アタシは今、大学4年生。あっ、そういえば自己紹介がまだだったわね。
アタシの名前は森島マコ。最初に言った通り現在大学4年生で、卒業に向けて卒論の仕上げや就活の真っ只中で忙しい毎日を送っている。

「今年中には絶対に内定を獲得して、卒論も終わらさなきゃ!」

4年生になって半年ほどが経った秋の中頃、アタシは苦難の末にようやく内定を得ることができた。

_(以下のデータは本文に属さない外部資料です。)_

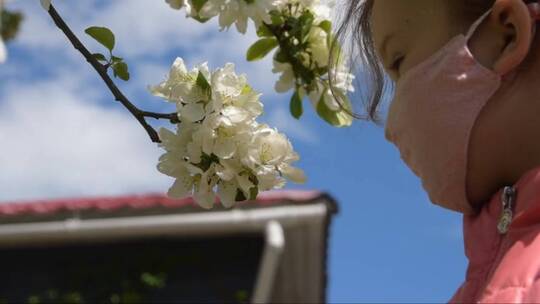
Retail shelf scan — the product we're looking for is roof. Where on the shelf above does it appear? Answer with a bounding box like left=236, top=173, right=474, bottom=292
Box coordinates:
left=0, top=190, right=333, bottom=218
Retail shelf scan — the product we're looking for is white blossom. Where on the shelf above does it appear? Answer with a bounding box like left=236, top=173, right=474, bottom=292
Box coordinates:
left=150, top=58, right=305, bottom=208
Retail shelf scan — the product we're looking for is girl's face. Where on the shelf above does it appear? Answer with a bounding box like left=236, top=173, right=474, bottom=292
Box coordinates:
left=371, top=0, right=540, bottom=204
left=371, top=0, right=459, bottom=81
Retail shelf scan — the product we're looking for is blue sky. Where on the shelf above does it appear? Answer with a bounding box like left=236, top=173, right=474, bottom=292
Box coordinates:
left=0, top=0, right=467, bottom=303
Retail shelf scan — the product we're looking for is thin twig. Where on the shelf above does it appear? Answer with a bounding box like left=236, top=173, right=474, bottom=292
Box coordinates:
left=45, top=5, right=179, bottom=142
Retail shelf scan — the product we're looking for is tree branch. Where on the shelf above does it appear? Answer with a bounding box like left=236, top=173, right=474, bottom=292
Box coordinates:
left=49, top=5, right=180, bottom=142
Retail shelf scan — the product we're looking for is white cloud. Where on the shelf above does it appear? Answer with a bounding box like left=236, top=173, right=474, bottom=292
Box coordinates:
left=0, top=78, right=170, bottom=201
left=0, top=0, right=318, bottom=201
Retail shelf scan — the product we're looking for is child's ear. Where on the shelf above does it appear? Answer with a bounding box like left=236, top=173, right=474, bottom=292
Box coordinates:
left=490, top=0, right=534, bottom=75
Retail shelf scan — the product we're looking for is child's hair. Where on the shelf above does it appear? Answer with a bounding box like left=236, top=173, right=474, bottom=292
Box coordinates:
left=330, top=0, right=500, bottom=123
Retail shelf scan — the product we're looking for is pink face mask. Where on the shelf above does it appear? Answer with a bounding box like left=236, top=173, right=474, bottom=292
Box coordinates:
left=385, top=7, right=536, bottom=214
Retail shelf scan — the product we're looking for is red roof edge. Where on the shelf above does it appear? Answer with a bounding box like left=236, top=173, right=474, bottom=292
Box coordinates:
left=0, top=190, right=325, bottom=217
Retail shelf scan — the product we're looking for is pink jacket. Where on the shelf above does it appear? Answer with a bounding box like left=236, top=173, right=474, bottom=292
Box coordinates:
left=450, top=167, right=540, bottom=303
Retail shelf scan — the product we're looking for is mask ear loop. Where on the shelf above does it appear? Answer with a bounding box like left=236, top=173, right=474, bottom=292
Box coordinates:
left=465, top=9, right=492, bottom=41
left=527, top=0, right=540, bottom=37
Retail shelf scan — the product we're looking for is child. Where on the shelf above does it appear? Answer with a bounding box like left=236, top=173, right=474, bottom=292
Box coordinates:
left=338, top=0, right=540, bottom=303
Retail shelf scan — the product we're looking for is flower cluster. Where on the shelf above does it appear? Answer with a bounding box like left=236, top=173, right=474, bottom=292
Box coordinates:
left=150, top=58, right=305, bottom=208
left=166, top=0, right=354, bottom=127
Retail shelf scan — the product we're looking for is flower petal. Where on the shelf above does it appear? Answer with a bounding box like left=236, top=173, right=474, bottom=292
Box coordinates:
left=167, top=175, right=193, bottom=198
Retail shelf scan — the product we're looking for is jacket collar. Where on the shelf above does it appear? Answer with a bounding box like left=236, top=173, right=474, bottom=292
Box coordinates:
left=463, top=166, right=540, bottom=276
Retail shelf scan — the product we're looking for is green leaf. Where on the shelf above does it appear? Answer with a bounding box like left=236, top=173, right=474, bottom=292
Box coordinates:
left=317, top=94, right=353, bottom=127
left=257, top=23, right=274, bottom=37
left=111, top=56, right=124, bottom=63
left=92, top=53, right=107, bottom=62
left=191, top=0, right=208, bottom=15
left=191, top=15, right=210, bottom=23
left=270, top=11, right=285, bottom=25
left=299, top=11, right=315, bottom=40
left=234, top=189, right=247, bottom=202
left=112, top=61, right=129, bottom=81
left=274, top=49, right=289, bottom=63
left=246, top=38, right=278, bottom=61
left=319, top=20, right=332, bottom=34
left=290, top=90, right=304, bottom=119
left=84, top=26, right=115, bottom=51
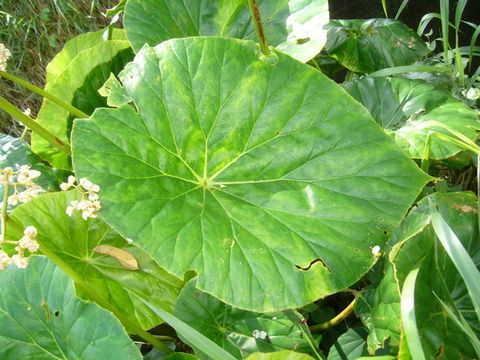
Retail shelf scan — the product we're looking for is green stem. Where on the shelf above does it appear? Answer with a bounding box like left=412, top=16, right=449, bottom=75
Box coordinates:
left=248, top=0, right=270, bottom=55
left=310, top=298, right=357, bottom=331
left=0, top=172, right=10, bottom=244
left=0, top=96, right=70, bottom=155
left=40, top=244, right=172, bottom=354
left=0, top=71, right=89, bottom=118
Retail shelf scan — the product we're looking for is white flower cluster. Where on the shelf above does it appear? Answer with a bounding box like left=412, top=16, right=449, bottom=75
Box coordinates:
left=0, top=226, right=40, bottom=270
left=252, top=329, right=268, bottom=340
left=0, top=165, right=44, bottom=205
left=60, top=176, right=101, bottom=220
left=0, top=43, right=12, bottom=71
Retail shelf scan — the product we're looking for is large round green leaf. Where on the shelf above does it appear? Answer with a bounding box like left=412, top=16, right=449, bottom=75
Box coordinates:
left=124, top=0, right=329, bottom=62
left=32, top=40, right=133, bottom=169
left=325, top=19, right=429, bottom=73
left=0, top=256, right=142, bottom=360
left=175, top=280, right=310, bottom=359
left=344, top=77, right=480, bottom=160
left=72, top=37, right=429, bottom=312
left=7, top=191, right=183, bottom=329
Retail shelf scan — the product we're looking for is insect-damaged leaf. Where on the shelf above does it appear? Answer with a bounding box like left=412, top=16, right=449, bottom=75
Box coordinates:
left=7, top=190, right=183, bottom=329
left=93, top=245, right=138, bottom=270
left=72, top=37, right=429, bottom=312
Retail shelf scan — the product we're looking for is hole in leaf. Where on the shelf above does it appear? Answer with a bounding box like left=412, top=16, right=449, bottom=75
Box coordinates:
left=296, top=37, right=310, bottom=45
left=433, top=344, right=445, bottom=359
left=295, top=258, right=332, bottom=274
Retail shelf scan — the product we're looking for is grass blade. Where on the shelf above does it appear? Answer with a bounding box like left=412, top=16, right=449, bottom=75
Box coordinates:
left=430, top=206, right=480, bottom=320
left=401, top=267, right=425, bottom=360
left=395, top=0, right=410, bottom=20
left=440, top=0, right=450, bottom=64
left=434, top=293, right=480, bottom=358
left=131, top=292, right=236, bottom=360
left=369, top=65, right=450, bottom=77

「ふぅ、何とか内定ゲットー!卒論もあともう少しで完成ね」

だいぶ心に余裕ができて一安心したところだ。そしてアタシはカレンダーに目を向ける。
12月の10日が赤いマジックで丸で囲まれている。そう、その日は去年から楽しみにしていたコミケに行く日なのだ。

「このコミケで同人誌いっぱい買うんだから!」

もうアタシは楽しみで楽しみでたまらなかった。コミケの前日、アタシは早速出かける準備をする。

「寒い冬にはやっぱりこれよね!」

そう、高校時代から愛用しているお気に入りのルーズソックスだ。寒いのが苦手なアタシにとっては温かくて心強い、頼もしい味方のような存在だ。
黒タイツの上にルーズソックスを履く。このクシュクシュ感が昔から凄い好きだ。

「またルーズソックスが流行る時代が来ればいいのになあ」

そう言うとアタシは靴を履いて家を飛び出し、駅へと向かう。新幹線に乗ってコミケの会場近くのホテルに向かい、そこで一泊する。
そして翌朝、楽しみにしていたコミケの開催日。アタシは好きな作家の描いた同人誌を片っ端から購入していく。
今のアタシの脳内には同人誌のことしかなかった。そしてコミケは無事に終了、アタシもとにかく満足だった。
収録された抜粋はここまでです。